The Victoria and Albert Museum

by Lucy Trench

(V&A, 20) ****

What can you say of an art museum that gives equal billing to Kylie's hotpants and Hans Holbein? That has salt-cellars, spacehoppers and 1,637 teapots? One thing's clear from Lucy Trench's lively and beautifully illustrated history: it's been consistent in its eclecticism from the start. At this time of crumbling quangos, it's fascinating to find that the V&A grew out of a government initiative – and when Britain was the most drivingly entrepreneurial. In 1836, a Commons committee expressed concern that the world's leading manufacturing nation wasn't going to keep its edge over continental competitors unless it could increase the appeal of the goods it made. The V&A was founded the following year. Far from being in opposition, "use" and "ornament" were just two sides of the same coin – just as "popular" and "high" art were. Some Victorian values would bear rediscovering.

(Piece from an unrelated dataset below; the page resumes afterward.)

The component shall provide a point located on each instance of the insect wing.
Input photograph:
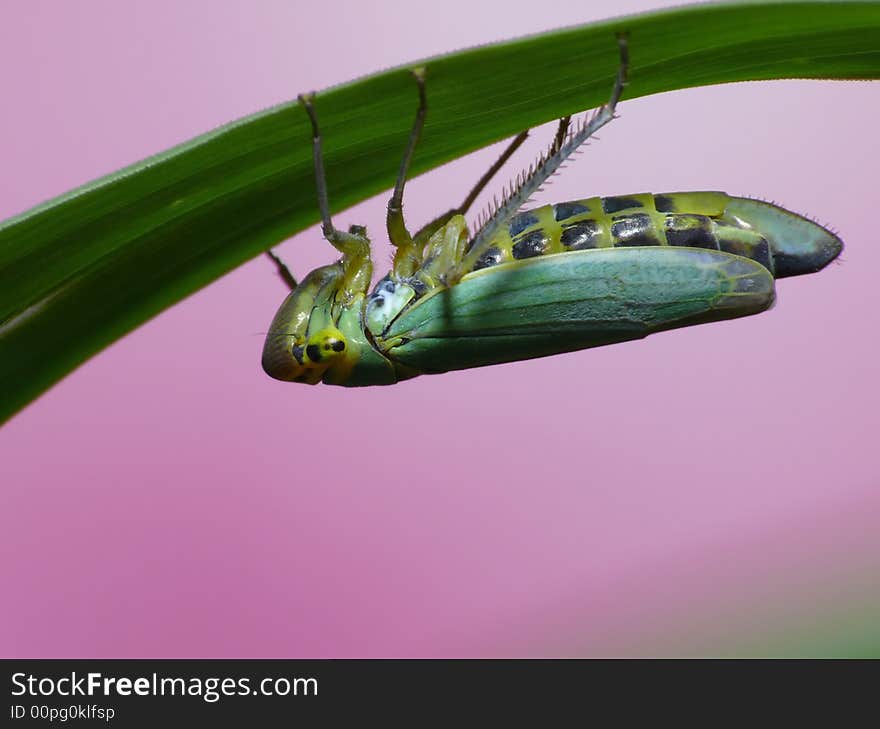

by Tim Mackintosh-Smith (John Murray, 25) *****

Does travel broaden the mind – or contract the world? Ibn Battutah's cranium contained 2.5 million square miles' worth of material. The Tangiers traveller journeyed 75,000 miles, and the 14th-century scene he describes tilts our Atlantic-centred world on its axis, extending from the Swahili coast, to Sri Lanka and the Maldives; from Andalusia to Quangzhou – perhaps even Beijing. Yet, with the Middle East on the map and India and China on the rise, it seems less alien than might have been expected. Or, rather, as Tim Mackintosh-Smith shows in this captivating conclusion to a trilogy retracing Ibn Battutah's travels, it's alien – but in a way with which we can somehow feel at home.